Iowa Code r. 641-3.19 - Application procedures
(1) A
child, or the parent or guardian of a child, desiring hearing aids or
audiologic services may apply to the contractor.
(2) The following information shall be
provided to the contractor by the applicant to be considered for eligibility
under this program:
a. Patient's first name,
middle initial and last name.
b.
Patient's date of birth.
c.
Patient's address, including city, state and ZIP code.

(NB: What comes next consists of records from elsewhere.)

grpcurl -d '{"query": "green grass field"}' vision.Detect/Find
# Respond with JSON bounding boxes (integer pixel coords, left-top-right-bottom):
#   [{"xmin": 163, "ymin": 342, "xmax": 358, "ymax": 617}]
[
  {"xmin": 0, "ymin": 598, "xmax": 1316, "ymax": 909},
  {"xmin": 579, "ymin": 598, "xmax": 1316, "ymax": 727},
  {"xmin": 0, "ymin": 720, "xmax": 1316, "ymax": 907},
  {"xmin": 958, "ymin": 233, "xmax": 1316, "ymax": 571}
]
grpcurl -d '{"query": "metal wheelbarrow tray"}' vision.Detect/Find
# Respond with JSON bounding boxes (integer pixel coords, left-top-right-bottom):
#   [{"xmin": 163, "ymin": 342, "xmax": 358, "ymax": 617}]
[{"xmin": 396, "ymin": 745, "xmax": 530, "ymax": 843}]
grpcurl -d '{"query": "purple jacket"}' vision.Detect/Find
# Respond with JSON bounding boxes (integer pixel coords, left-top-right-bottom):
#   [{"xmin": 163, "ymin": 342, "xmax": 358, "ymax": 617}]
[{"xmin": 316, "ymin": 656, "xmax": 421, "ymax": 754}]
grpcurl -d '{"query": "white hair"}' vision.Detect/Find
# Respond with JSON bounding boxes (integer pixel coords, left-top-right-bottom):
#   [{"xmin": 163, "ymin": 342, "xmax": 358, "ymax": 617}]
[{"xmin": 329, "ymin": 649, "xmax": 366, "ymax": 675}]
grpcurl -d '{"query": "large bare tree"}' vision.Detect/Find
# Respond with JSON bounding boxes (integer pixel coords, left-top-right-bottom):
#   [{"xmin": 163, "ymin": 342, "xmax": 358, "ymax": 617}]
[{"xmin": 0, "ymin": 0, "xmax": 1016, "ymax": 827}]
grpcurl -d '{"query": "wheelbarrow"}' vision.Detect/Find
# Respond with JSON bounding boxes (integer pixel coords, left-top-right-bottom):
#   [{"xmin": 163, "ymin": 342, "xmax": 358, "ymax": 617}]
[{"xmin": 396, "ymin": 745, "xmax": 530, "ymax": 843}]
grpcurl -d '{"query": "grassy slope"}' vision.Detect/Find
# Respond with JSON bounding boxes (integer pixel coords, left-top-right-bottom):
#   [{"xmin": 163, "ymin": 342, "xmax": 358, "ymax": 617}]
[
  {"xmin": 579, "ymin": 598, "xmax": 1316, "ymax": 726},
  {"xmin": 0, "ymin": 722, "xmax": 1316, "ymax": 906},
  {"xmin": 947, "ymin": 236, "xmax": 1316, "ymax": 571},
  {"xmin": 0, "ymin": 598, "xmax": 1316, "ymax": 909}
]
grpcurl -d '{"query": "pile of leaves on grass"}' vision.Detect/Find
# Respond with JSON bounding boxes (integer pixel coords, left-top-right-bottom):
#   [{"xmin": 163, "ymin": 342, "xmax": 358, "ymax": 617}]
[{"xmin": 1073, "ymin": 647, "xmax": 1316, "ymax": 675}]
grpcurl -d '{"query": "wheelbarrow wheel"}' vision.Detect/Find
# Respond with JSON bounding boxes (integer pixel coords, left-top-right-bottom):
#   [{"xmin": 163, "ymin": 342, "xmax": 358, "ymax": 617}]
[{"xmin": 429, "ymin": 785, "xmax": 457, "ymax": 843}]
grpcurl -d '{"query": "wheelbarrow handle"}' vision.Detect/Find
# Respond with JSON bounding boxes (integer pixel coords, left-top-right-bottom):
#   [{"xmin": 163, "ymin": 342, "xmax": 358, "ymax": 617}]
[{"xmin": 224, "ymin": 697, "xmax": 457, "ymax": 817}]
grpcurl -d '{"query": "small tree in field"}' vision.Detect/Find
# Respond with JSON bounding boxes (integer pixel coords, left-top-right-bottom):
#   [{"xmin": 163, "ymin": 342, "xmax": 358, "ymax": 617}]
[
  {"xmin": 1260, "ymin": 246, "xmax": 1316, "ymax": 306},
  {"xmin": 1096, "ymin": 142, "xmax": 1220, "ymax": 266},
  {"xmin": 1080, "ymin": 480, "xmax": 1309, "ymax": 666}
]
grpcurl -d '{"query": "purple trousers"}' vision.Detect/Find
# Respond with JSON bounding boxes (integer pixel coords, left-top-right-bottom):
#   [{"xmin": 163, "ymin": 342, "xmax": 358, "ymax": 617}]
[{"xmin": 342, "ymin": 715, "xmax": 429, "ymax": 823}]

d. Parent/guardian's first name, middle
initial and last name.
e.
Parent/guardian's telephone number.
f. Parent/guardian's email address.
g. Parent/guardian's or child's medical
insurance plan coverage.
h. Hearing
aid/audiologic service provider name and telephone number.
i. Whether the request is for hearing aids or
audiologic services or both.
j.
Estimated service costs.
(3) Applicants will be enrolled in the
program on a first-come, first-served basis upon the date the application is
received by the contractor.
(4) The
contractor will provide written notification to the applicant regarding
determination of eligibility or noneligibility and the applicant's right to
appeal a denial. For those applicants deemed eligible, an enrollee number will
be assigned by the contractor.
(5)
An applicant must submit a renewal application form on an annual basis,
accompanied by all information requested by the department.